489 gün cezaevinde kaldıktan sonra dün tahliye edilen CHP PM Üyesi Eren Erdem, CHP İstanbul İl Merkezi’nde İstanbul İl Başkanı Canan Kaftancıoğlu ile birlikte basın toplantısı düzenledi. Erdem “Ne bugün korktum ne yarın korkacağım.” dedi.
Cezaevi arkadaşı Osman Kavala’yı da anlatan Erdem “Osman Kavala yan koğuştaydı. Birbirimize uzaktan bağırarak konuşurduk.” dedi.
‘İŞİMİZİ DUA İLE GÖRMEK DURUMUNDAYIZ’
Basın açıklamasına katılanları selamlayan Eren Erdem, “Türkiye’de yargılamalara hukuki yaklaşımlar sergilemek mümkün değil. İşimizi dua ile görmek durumundayız. Birbirimize dua etmek suretiyle destek vermek durumundayız. Eskiden hem dua ederdik hem de hukuken üstümüze düşenleri de yapardık. Ama artık ikincisi pek işe yaramıyor. Ama biz yine hukuk demeye devam edeceğiz” dedi.
‘CEZAEVİNE SUÇ İŞLEDİĞİ İÇİN GİRMİŞ BİRİ DEĞİLİM’

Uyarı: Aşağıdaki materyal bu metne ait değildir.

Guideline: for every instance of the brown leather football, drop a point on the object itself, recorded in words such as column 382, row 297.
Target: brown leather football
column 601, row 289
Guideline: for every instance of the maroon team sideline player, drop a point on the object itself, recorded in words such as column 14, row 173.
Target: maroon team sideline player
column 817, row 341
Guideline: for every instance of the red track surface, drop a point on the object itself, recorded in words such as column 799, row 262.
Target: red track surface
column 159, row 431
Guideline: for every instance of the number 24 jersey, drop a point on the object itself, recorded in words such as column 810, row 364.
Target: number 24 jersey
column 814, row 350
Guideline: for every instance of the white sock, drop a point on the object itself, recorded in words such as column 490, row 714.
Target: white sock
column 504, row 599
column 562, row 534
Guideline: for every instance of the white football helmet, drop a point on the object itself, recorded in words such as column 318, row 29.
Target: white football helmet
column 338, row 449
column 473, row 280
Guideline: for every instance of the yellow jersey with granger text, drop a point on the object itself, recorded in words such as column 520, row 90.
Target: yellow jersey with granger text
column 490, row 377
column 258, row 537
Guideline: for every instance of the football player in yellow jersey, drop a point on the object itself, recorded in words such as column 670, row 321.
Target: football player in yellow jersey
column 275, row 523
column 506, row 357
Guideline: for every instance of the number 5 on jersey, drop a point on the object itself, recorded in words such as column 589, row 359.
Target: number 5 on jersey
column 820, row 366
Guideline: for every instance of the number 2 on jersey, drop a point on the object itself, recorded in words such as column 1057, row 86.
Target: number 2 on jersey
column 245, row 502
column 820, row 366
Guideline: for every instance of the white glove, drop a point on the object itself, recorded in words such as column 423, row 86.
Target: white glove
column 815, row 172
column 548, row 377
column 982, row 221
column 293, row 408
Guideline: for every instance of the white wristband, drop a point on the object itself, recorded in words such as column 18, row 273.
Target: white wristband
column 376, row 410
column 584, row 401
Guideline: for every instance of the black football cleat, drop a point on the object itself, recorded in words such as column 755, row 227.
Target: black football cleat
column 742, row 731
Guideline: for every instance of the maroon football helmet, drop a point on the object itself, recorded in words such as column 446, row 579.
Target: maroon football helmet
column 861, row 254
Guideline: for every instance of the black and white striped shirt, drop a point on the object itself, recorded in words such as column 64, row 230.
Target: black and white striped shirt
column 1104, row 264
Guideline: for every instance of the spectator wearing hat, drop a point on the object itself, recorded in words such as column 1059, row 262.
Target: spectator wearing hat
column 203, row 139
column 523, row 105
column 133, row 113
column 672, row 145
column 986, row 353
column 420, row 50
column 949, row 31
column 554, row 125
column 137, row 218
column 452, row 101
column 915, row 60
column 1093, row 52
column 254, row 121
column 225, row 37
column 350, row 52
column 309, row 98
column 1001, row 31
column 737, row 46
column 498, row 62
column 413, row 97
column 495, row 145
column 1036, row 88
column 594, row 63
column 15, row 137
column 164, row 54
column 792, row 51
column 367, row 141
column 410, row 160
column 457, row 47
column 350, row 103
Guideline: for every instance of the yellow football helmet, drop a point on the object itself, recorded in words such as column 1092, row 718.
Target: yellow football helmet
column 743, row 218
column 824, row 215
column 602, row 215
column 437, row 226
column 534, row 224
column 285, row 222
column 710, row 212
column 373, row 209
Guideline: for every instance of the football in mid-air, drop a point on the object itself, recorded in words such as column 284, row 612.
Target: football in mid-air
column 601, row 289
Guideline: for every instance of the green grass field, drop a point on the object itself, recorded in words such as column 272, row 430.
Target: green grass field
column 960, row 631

Kendisine destek verenlere teşekkür eden Erdem, “Ben cezaevine suç işlediği için girmiş biri değilim. Cezaevine işlenmiş suçlarla mücadele ettiği için girmiş biriyim. Demokrasiyi, adaleti, cumhuriyeti ortadan kaldırmaya çalışan bir anlayışla demokratik mücadele yaptığım için girmiş biriyim. Birileri bizi cezaevine soktuğu zaman bizi cezalandırılacağını, yıldıracağını tahayyül ediyor olabilir. Ancak hesaba katmadıkları bir şey var. Ben kurucu genel başkanı hakkında idam fermanı çıkarılmış, genel başkanları darbe dönemlerinde tutuklanmış bir siyasi hareketin mensubuyum. Dolayısıyla benim cezaevine girmek kaygısıyla söylenmesi gereken sözleri söylememem mensubu olduğum siyasi harekete hakaret olur. Hep beraber aynı duyarlılıkla Türkiye’nin gerçek demokrasi ile bütünleşmesi için devam edeceğiz. Cezaevine bir CHP’li olarak girdim, CHP’li olarak çıktım” dedi.
DEMİRTAŞ DA CEZAEVİNDE
Terörden yargılandığını söyleyen Erdem, “Cezaevinde çok sayıda insan cezaevinde haksız ve hukuksuz yere siyasi bedel ödüyor. Her biriyle de bu süreçte dayanışma içinde oldum. Selahattin Demirtaş da cezaevinde. Aynı nedenlerle cezaevinde. Sürecimizde birbirine benziyor. Osman Kavala ile yan koğuşlardaydık. Birbirimizi küçük bir camdan görürdük. Gün içinde bağırarak sohbet ederdik. Terörden yargılanmanın ağırlığını omuzlarımda taşıyorum. Yargıçları onurlu halkın vicdanına teslim etmek isterim. Eğer siz şairi, yazarı, siyasetçiyi terörist yaparsanız. Terör şiir yazan, konuşan, siyaset yapan bir şeye dönüşür. Siz teröre dünyanın en entelektüel elbisesini giydirirsiniz. Türkiye’de yaşanan budur” ifadelerini kullandı.